La ville de Casablanca n’aura finalement pas son métro aérien. Les autorités de la ville ont décidé, lundi 30 juillet, d’abandonner le projet pourtant annoncé depuis 2007 et maintes fois confirmé lors des conférences de presse du maire, Mohamed Sajid. Et pour cause, les neufs milliards de dirhams d’investissements prévus sont désormais jugés trop coûteux, révèle notre confrère L’Economiste.

C’est en tout cas la conclusion du Conseil de la ville, qui justifie ce revirement par les études préalables menées. Ces dernières ont révélé des difficultés sur le tracé de la voie au niveau des boulevards Zerktouni et Driss El Harti, et au niveau des « ex-futurs » sites de maintenance du métro. La décision devrait être entérinée par vote lors de la prochaine session du conseil de ville, prévue courant juillet 2014.

Le projet de métro aérien sera remplacé par quatre nouvelles lignes de tramway d’une longueur de plus de 80 km qui vont desservir notamment les quartiers Moulay Rachid, Aïn Sebaâ et El Oulfa.
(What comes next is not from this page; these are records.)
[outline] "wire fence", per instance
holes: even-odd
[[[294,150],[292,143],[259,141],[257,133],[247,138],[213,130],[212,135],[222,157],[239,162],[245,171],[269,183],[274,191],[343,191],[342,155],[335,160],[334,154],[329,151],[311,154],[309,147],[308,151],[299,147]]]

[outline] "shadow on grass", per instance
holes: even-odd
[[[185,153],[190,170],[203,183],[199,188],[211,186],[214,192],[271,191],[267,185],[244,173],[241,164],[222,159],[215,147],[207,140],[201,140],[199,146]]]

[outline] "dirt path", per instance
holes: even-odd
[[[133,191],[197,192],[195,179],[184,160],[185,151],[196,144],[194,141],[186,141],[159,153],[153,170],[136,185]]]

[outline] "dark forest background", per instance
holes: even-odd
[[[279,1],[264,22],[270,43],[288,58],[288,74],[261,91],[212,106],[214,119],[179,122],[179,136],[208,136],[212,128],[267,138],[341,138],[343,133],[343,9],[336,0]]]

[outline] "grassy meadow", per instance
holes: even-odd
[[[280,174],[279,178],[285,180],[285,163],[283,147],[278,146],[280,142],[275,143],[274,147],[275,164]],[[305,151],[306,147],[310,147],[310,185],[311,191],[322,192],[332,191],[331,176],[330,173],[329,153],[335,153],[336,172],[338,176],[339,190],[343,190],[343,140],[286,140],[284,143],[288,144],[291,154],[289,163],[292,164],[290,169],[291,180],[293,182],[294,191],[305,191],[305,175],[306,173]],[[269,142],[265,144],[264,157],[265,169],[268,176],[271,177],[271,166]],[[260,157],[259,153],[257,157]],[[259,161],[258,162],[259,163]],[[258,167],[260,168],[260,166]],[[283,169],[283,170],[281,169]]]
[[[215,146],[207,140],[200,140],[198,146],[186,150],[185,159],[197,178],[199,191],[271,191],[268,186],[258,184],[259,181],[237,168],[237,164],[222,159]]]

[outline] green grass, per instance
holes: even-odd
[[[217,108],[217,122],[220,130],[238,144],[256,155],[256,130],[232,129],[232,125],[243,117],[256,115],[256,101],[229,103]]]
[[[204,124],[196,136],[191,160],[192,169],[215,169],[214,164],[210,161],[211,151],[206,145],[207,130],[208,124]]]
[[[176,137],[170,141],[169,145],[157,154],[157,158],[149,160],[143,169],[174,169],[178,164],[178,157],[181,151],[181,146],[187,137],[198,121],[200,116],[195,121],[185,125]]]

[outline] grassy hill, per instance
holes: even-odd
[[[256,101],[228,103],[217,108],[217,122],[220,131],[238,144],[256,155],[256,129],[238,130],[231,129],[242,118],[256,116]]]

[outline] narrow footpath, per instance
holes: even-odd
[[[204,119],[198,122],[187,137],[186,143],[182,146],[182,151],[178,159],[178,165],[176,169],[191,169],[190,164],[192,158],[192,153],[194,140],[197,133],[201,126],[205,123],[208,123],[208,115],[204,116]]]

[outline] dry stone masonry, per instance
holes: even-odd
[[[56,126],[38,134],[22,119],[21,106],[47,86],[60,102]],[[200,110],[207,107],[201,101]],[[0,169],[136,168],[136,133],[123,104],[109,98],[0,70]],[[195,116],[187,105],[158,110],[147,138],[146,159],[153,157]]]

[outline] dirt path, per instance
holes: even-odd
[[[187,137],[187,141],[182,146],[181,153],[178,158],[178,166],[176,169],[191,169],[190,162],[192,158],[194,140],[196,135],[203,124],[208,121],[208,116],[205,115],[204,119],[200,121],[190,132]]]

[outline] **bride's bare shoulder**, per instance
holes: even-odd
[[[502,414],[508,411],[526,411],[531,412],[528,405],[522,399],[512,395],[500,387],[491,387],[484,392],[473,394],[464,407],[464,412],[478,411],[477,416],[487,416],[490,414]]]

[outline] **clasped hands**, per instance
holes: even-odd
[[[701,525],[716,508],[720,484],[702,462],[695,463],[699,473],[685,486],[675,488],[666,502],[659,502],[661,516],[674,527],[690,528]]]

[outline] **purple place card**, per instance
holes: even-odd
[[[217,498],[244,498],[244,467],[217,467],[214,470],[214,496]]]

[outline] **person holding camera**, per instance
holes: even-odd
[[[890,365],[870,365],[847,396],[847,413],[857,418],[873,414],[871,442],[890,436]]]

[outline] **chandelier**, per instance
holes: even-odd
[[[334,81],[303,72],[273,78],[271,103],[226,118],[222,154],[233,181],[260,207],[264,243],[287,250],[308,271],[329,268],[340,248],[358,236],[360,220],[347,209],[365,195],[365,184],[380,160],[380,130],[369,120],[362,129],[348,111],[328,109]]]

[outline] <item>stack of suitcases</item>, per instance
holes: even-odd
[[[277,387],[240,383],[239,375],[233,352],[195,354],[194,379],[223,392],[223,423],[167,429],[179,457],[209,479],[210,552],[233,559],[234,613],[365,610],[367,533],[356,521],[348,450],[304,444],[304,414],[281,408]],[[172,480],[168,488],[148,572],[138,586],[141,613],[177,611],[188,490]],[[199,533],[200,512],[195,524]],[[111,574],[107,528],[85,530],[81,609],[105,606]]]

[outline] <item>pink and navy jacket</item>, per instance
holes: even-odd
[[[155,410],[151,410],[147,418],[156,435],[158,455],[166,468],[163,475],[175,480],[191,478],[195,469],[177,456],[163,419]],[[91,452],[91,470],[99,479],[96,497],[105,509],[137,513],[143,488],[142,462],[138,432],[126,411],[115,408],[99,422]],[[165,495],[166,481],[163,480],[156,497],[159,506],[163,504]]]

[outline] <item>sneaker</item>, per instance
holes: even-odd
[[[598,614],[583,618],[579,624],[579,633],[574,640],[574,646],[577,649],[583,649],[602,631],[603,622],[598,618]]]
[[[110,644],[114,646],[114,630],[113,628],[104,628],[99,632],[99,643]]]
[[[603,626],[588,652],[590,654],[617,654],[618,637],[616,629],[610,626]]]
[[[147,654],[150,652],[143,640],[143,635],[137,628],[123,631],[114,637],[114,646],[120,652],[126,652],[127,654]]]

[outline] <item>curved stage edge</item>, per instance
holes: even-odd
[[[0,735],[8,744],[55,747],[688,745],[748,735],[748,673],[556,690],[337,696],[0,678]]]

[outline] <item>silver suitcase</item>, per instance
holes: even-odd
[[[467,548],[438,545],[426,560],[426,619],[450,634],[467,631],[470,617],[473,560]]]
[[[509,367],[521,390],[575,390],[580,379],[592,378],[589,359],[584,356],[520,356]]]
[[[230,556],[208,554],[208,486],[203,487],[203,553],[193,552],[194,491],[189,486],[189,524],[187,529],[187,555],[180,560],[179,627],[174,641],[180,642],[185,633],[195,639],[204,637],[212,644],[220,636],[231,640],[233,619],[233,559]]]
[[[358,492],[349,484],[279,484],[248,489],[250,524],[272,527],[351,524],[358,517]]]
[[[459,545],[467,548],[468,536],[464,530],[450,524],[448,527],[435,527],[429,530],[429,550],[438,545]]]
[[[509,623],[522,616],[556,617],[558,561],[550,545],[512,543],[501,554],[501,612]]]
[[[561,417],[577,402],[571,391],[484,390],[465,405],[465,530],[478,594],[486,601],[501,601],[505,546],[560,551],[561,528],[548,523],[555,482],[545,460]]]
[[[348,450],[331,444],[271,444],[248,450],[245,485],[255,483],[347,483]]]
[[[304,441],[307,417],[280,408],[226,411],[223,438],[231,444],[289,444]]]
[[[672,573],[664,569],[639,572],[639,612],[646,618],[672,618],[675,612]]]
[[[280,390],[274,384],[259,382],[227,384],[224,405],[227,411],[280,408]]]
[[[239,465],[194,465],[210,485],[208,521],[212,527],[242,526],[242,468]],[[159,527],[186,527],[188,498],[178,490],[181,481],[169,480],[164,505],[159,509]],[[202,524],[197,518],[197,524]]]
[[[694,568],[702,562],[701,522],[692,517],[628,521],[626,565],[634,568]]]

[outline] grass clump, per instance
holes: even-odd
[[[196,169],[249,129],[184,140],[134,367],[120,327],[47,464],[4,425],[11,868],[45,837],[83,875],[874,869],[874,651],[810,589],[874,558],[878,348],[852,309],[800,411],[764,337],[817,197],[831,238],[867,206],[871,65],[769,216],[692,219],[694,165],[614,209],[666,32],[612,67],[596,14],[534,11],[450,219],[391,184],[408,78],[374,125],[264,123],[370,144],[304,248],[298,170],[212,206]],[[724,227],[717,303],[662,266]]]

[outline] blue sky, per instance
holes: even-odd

A l’image d’Agadir, la ville de Casablanca va aussi opter pour les bus à haut niveau de service (BHNS). Il s’agit d’autobus circulants sur des voies spécialement réservées. Une solution de transport moins onéreuse que le métro et le tramway.

 Une décision prise sans la consultation des élus

La décision d’abandonner la ligne de métro aérien a été prise sans la consultation des élus de la ville, fulmine Mustapha Rahine, élu sans appartenance politique, joint par TelQuel :

Cette décision n’a pas été prise par les élus. Nous l’avons appris comme tout le monde, via la presse […] c’est une insulte d’apprendre cela dans les journaux.

Si M. Rahine pense que la mise en place des lignes pourra peut-être résoudre une partie du problème du transport dans la ville de Casablanca, l’élu dénonce « le gaspillage de sommes d’argents qui ont été investies dans les études de faisabilité de ce projet ». Selon lui, la ville a dépensé près de « 10 millions de dirhams » pour cette étude.

Pour M. Rahine le vote attendu « n’est que du cinéma » car la décision est d’ores et déjà prise par « les plus hautes instances ».

Le métro aérien, un projet prometteur… sur le papier

L’abandon du projet de métro aérien en a surpris plus d’un. Et pour cause, le Conseil de la ville de Casablanca avait validé le tracé. L’entreprise Casa Transport, qui gère le tramway et devait s’occuper du métro aérien, avait dressé la liste des futures stations prévues le long de la ligne.

Selon ce tracé, le métro devait aller de la grande mosquée Hassan II à Hay Moulay Rachid en passant par Sidi Bernoussi, en suivant les boulevards Driss El Harti, Zerktouni et Mohamed VI.  Le métro devait aussi desservir Al-Fida Mers-Sultan, Sbata et Sidi Othman. « Les études sont prêtes et nous sommes dans la phase de finalisation des investissements », assurait même en décembre 2013, Mohammed Sajid, le maire de Casablanca. Les travaux étaient censés débuter en 2014 et durer plus de trois ans.